Après tout, si elle pense trouver des choses intéressantes, pourquoi pas? Elle les incluera dans son unique livre dont il est l'unique lecteur privilégié.
En refermant le dernier tiroir, une photo sortie d'un album (lequel?) s'envola et atterrit sur le plancher. On l'avait peut-être observée longuement.
Sur la photo un bébé aux yeux noirs. Tellement noirs qu'on ne distinguait presque plus le blanc des yeux mangé par la pupille noire. Si grands qu'on aurait dit un manga japonais. Le fait que ce soit une photo noir et blanc renforçait encore plus cette impression. Mais même si la photo avait été en couleurs, une telle intensité de noir aurait attiré l'attention. Quelle couleur de la nature des yeux donnait tout ce noir une fois éliminées toutes les lumières sauf le blanc, le gris et le noir?
Oui, quelle aurait été la vraie couleur de sa pupille alors?
Était-ce concevable d'avoir parfois des yeux véritablement noirs comme les albinos et les lapins ont des yeux rouges?
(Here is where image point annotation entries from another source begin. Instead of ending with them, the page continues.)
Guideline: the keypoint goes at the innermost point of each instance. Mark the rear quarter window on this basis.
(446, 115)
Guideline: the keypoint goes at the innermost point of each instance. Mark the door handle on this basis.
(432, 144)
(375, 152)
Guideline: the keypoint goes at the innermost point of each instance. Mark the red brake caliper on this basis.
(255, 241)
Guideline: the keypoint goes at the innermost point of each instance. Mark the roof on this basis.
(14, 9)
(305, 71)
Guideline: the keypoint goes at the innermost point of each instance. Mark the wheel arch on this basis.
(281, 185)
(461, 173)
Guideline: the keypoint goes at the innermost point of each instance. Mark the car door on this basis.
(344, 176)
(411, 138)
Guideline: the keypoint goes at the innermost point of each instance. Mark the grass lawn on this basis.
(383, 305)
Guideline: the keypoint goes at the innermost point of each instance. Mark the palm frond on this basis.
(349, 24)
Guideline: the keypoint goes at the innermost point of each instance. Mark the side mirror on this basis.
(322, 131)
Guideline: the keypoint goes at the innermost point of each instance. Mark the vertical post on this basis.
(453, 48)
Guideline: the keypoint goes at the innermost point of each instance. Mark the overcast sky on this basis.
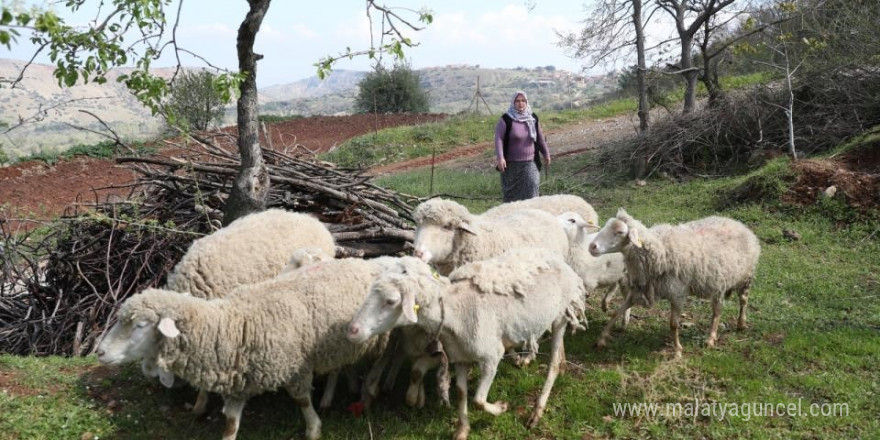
(295, 34)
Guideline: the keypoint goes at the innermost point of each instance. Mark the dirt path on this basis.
(564, 141)
(39, 190)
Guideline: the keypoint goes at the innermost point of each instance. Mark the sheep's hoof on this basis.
(462, 432)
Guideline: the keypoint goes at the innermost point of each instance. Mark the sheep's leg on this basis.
(464, 426)
(329, 390)
(371, 383)
(303, 397)
(415, 394)
(488, 369)
(674, 323)
(606, 332)
(201, 403)
(393, 371)
(557, 349)
(743, 306)
(606, 299)
(716, 320)
(232, 408)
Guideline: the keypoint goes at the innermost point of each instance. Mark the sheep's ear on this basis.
(466, 227)
(408, 303)
(168, 328)
(634, 238)
(166, 378)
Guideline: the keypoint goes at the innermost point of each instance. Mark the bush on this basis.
(395, 91)
(194, 102)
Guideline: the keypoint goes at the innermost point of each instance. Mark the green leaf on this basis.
(5, 17)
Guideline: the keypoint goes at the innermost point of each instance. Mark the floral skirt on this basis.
(520, 181)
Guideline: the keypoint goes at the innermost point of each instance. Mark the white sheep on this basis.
(554, 204)
(410, 342)
(449, 236)
(606, 272)
(250, 249)
(278, 333)
(481, 310)
(710, 258)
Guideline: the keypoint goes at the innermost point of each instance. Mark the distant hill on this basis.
(52, 113)
(451, 88)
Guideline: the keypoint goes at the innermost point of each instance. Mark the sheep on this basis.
(710, 258)
(278, 333)
(411, 343)
(479, 311)
(555, 204)
(250, 249)
(602, 272)
(449, 236)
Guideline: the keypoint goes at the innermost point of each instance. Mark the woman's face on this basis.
(519, 103)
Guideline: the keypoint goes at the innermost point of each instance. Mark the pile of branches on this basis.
(749, 125)
(61, 284)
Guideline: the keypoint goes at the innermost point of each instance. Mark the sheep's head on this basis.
(613, 238)
(137, 333)
(439, 222)
(392, 300)
(575, 227)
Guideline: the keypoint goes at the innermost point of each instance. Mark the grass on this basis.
(813, 343)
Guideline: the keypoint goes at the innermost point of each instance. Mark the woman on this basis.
(518, 140)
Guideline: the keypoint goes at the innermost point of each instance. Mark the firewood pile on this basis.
(60, 284)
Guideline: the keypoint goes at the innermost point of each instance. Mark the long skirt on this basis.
(520, 181)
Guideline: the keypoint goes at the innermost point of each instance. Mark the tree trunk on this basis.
(644, 109)
(251, 185)
(690, 74)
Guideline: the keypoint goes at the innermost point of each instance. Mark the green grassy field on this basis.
(807, 366)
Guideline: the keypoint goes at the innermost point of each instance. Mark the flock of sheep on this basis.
(262, 304)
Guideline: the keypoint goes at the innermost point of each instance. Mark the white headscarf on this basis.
(524, 116)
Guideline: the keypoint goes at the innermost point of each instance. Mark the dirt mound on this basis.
(855, 176)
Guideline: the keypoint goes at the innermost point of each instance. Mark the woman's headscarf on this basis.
(524, 116)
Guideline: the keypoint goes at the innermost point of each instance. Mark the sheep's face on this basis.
(381, 311)
(576, 228)
(131, 338)
(611, 238)
(434, 243)
(391, 301)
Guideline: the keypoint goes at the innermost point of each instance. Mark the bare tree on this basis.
(251, 185)
(690, 16)
(613, 31)
(89, 54)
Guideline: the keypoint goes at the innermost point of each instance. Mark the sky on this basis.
(295, 34)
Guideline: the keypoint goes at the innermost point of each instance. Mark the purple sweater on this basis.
(521, 148)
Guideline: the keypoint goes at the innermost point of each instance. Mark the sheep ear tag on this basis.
(168, 328)
(410, 308)
(166, 378)
(635, 239)
(466, 227)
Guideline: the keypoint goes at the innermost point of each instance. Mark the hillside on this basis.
(451, 90)
(49, 115)
(55, 119)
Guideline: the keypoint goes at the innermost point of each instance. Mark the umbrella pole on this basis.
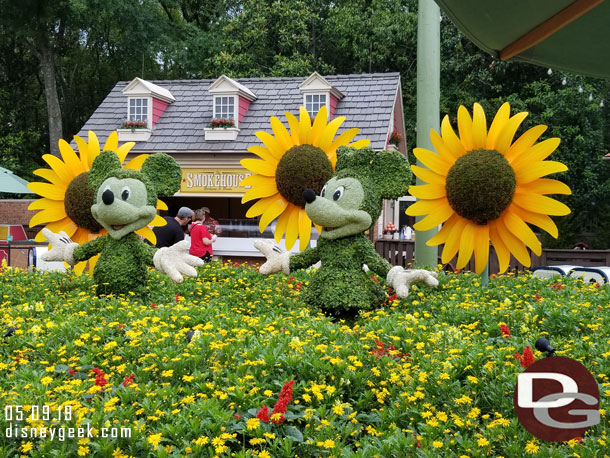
(428, 98)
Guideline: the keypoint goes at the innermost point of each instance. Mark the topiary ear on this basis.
(102, 166)
(163, 172)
Et ce qui aurait simplifié l'affaire aurait été que les bébés à la peau noire aient des yeux noirs. Et encore plus noirs dans une photo en noir et blanc. C'était évidamment trop simple.
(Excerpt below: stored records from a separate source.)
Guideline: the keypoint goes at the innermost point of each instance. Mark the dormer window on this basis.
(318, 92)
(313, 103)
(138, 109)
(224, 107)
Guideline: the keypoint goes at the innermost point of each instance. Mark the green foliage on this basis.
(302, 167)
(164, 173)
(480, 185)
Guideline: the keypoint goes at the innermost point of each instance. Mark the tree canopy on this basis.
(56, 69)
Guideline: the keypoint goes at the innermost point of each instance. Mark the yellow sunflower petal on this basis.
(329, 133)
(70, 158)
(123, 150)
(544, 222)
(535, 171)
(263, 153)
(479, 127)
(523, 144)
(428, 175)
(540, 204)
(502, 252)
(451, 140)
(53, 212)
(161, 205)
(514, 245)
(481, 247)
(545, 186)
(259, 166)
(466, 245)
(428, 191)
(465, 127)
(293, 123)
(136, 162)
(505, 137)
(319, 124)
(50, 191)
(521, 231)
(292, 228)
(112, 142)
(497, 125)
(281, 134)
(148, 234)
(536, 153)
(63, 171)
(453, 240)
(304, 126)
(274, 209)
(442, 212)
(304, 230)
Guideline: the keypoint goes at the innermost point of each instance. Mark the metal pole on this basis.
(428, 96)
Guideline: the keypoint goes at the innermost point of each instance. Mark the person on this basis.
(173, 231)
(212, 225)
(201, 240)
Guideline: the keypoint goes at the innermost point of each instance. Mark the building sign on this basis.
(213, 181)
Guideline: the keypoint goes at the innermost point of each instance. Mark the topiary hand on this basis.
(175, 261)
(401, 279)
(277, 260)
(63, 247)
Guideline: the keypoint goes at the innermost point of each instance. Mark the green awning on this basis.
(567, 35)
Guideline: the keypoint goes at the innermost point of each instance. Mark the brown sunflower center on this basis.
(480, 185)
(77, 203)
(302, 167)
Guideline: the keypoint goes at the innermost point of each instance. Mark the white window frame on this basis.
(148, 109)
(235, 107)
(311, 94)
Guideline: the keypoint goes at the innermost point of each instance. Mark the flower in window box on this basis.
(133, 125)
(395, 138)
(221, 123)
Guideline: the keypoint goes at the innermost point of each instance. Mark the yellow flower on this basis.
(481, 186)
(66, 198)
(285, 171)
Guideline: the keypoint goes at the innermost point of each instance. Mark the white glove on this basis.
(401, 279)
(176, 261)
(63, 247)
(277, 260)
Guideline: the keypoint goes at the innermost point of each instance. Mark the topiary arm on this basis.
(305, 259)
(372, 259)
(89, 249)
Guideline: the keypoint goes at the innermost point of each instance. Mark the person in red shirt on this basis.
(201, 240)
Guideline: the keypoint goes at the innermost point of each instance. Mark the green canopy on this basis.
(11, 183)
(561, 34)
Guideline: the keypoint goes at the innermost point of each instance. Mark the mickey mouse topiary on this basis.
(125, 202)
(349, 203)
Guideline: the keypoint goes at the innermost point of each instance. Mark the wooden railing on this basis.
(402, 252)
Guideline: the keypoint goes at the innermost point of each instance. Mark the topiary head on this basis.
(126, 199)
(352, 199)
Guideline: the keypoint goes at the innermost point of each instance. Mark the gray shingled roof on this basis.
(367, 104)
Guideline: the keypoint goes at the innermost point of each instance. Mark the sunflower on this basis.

Et la peau blanche du bébé très pâle accentueait le contexte.
Derrière la photo, pas de nom, comme pour la plupart des autres.
Ce bébé avait sans doute été important (au moins pour sa mère) (même si comme les chevaux, beaucoup de mères n'ont aucun intérêt pour ce qui vient de sortir de leur ventre (la chose gluante et douleureuse résultante de l'invasion de ce même ventre par un homme brutal et silencieux jusqu'à ce qu'il grogne et râle et qui sent mauvais) et réclame toute leur attention. Manque d'hormone. Ou pas les bonnes. Ou le mélange ne se fait pas ou mal dans leur tête.
Les éleveurs de chevaux connaissent ce problème. Mais chez les humains, même les médecins n'osent pas le nommer. Ou lui donne un nom compliqué. Ou plusieurs ce qui indique qu'on n'est pas encore dans la science. Ou qu'on a cessé d'y être.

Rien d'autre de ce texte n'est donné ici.